A leading US-based Regional and Community bank of USD 122 billion in asset size that offers services to retail consumers, corporations, and non-profits through traditional and digital banking.
The bank had a deadline to complete the testing of key controls for the Gramm-Leach-Bliley Act (GLBA) before the internal due date to meet MRIA requirements and establish a Shared Services Setup for ongoing testing as a part of the exercise.
- Hire a team of ~25 qualified testers, supervisors, and managers in 3-4 weeks based in Atlanta, GA.
- Onboard and train the team in one week.
- Help control owners review controls, draft control descriptions, test the scripts, and make decisions.
- Test ~150 key GLBA and non-key controls as a part of the 1st line-of-defense (information technology ITO and operations controls).

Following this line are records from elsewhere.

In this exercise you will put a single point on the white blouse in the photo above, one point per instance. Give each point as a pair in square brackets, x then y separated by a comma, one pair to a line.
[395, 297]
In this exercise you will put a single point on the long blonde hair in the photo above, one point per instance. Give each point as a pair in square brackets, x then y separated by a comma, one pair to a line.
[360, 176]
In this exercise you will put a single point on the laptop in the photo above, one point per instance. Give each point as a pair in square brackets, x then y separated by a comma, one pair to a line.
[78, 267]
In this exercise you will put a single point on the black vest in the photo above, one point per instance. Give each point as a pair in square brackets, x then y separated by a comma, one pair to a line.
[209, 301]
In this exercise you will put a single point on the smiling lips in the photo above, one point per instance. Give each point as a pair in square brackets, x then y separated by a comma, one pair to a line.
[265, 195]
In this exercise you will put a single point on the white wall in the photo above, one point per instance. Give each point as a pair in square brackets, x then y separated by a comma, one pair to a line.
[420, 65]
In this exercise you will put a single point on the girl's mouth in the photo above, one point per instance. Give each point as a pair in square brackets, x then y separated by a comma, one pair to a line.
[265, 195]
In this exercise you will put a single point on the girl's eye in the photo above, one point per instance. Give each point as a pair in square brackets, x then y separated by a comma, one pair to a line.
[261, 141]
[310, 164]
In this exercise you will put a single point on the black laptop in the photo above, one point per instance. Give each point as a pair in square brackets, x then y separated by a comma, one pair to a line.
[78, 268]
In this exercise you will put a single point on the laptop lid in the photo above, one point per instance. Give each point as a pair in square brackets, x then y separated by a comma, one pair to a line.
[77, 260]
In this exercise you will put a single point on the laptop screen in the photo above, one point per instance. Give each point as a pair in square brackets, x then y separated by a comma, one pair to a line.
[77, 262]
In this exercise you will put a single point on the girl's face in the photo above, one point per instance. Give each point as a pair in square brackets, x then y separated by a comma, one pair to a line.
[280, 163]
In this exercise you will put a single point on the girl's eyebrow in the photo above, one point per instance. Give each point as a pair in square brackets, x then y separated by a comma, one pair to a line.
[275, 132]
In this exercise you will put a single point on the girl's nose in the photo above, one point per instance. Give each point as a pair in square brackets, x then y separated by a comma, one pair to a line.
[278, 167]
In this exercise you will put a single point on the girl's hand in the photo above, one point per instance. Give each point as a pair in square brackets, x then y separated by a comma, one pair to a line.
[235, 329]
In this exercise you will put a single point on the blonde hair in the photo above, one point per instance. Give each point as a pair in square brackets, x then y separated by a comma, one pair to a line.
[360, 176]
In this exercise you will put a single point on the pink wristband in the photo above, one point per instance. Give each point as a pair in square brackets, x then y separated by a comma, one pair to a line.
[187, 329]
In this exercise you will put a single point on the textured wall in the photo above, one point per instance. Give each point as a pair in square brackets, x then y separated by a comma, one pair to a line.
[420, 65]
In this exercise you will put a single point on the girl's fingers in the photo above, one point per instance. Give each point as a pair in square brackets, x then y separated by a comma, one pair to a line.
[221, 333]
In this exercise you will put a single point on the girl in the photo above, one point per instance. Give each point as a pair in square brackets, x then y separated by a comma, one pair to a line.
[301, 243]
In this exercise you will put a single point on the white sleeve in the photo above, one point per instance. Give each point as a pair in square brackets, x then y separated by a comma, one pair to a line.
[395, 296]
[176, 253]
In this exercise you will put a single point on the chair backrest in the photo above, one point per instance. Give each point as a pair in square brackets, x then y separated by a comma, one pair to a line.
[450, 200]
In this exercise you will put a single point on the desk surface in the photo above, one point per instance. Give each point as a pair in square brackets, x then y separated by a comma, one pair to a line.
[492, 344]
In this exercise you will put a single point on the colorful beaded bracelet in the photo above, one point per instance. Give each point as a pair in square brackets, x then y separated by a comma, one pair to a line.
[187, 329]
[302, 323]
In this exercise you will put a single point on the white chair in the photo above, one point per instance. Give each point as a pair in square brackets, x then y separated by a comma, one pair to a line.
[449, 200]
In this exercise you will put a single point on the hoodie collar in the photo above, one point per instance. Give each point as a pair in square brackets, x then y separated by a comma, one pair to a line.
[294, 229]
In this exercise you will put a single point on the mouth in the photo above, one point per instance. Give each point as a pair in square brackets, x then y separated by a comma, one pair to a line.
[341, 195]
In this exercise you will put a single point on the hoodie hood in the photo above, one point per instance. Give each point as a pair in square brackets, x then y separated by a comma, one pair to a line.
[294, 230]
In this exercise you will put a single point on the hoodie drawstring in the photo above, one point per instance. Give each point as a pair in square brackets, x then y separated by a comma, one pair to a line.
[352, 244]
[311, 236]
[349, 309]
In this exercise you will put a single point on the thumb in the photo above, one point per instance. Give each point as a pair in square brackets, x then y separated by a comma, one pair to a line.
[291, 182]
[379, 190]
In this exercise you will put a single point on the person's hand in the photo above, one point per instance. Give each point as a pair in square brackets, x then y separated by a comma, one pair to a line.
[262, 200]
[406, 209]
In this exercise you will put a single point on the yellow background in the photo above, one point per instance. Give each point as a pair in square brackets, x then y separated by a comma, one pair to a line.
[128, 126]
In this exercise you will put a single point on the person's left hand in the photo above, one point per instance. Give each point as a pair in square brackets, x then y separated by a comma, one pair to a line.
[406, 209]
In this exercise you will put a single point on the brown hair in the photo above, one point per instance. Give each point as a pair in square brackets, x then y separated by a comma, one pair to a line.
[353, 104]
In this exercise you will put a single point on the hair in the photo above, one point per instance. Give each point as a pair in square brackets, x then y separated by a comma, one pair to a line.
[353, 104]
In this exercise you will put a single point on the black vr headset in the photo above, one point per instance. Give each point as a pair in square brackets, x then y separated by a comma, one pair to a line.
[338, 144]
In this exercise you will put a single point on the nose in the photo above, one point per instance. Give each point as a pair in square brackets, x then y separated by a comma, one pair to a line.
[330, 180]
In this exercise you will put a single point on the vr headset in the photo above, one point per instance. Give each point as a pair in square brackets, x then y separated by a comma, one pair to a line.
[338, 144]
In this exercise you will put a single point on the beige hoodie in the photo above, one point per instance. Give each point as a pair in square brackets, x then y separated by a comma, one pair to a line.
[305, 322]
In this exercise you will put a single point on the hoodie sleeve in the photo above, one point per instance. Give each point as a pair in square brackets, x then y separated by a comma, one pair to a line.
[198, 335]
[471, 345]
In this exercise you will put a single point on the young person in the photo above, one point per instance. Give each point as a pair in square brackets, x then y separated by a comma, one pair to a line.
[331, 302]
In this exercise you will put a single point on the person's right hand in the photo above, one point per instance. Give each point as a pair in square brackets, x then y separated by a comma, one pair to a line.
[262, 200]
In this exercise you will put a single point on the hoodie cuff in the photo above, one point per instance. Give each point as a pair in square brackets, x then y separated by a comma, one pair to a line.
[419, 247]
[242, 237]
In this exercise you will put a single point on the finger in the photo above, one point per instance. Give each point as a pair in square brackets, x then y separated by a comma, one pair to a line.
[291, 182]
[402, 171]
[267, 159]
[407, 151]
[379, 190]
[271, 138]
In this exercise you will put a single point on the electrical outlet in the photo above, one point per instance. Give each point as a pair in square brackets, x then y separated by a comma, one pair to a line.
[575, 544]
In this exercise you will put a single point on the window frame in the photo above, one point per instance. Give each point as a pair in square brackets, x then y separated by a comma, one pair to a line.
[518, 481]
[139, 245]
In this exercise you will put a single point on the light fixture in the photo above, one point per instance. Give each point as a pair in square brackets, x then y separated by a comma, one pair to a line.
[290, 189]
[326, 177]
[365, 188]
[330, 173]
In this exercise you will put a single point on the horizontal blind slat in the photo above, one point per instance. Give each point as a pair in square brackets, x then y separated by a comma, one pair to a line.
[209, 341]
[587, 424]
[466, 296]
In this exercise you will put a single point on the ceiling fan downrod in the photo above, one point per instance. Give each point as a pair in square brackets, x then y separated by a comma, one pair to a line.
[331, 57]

- Conduct the test of design, including the test of one.
- Conduct the test of effectiveness.
- Management reporting to the stakeholders.
- Review and provide recommendations on the Enterprise Control Management Program (ECMP) – IT document.
- Leveraged our Talent Acquisition engine accelerated by ClearedTalent™ to hire professionals from a pre-vetted talent community.
- Completed the staffing of ~25 qualified control testers, supervisors, and managers with hands-on expertise and proficiency in testing the IT and operations controls and upskilled them within the timeline.
- Coordinated with Control Owners to review each control’s evaluation against ECMP requirements and determined the controls.
- Conducted Quality Control (QC) before testing based on the feedback received from Control Owners.
- Determined control adequacy and evidence.
- Developed a customized randomizer tool for sampling the controls.
- Conducted GLBA peer-to-peer QA testing on 50% of the controls enabled by pre-defined QA checklists to demonstrate performance attributability.
- Successfully met the internal audit obligations and established Shared Services setup.
- Tagged 52 GLBA controls for retirement within the first 60 days.
- Continual updating of ECMP document and QA/QC methodology.
- Leveraged best practices from a Shared Services and Enterprise Risk Management perspective, such as:
- Knowledge dissemination is based on existing digital knowledge repositories powered by Fluent (proprietary digital knowledge management solution).
- Reporting of Service Levels as well as Control Effectiveness measures amongst others through Factum (proprietary digital dashboarding system).
- Optimization of Control Testing and subsequent digitization by “Overlap Identification” and subsequent RPA implementation powered by Uipath – ~ 10 % efficiency benefits through Non-Value Add elimination in the testing processes.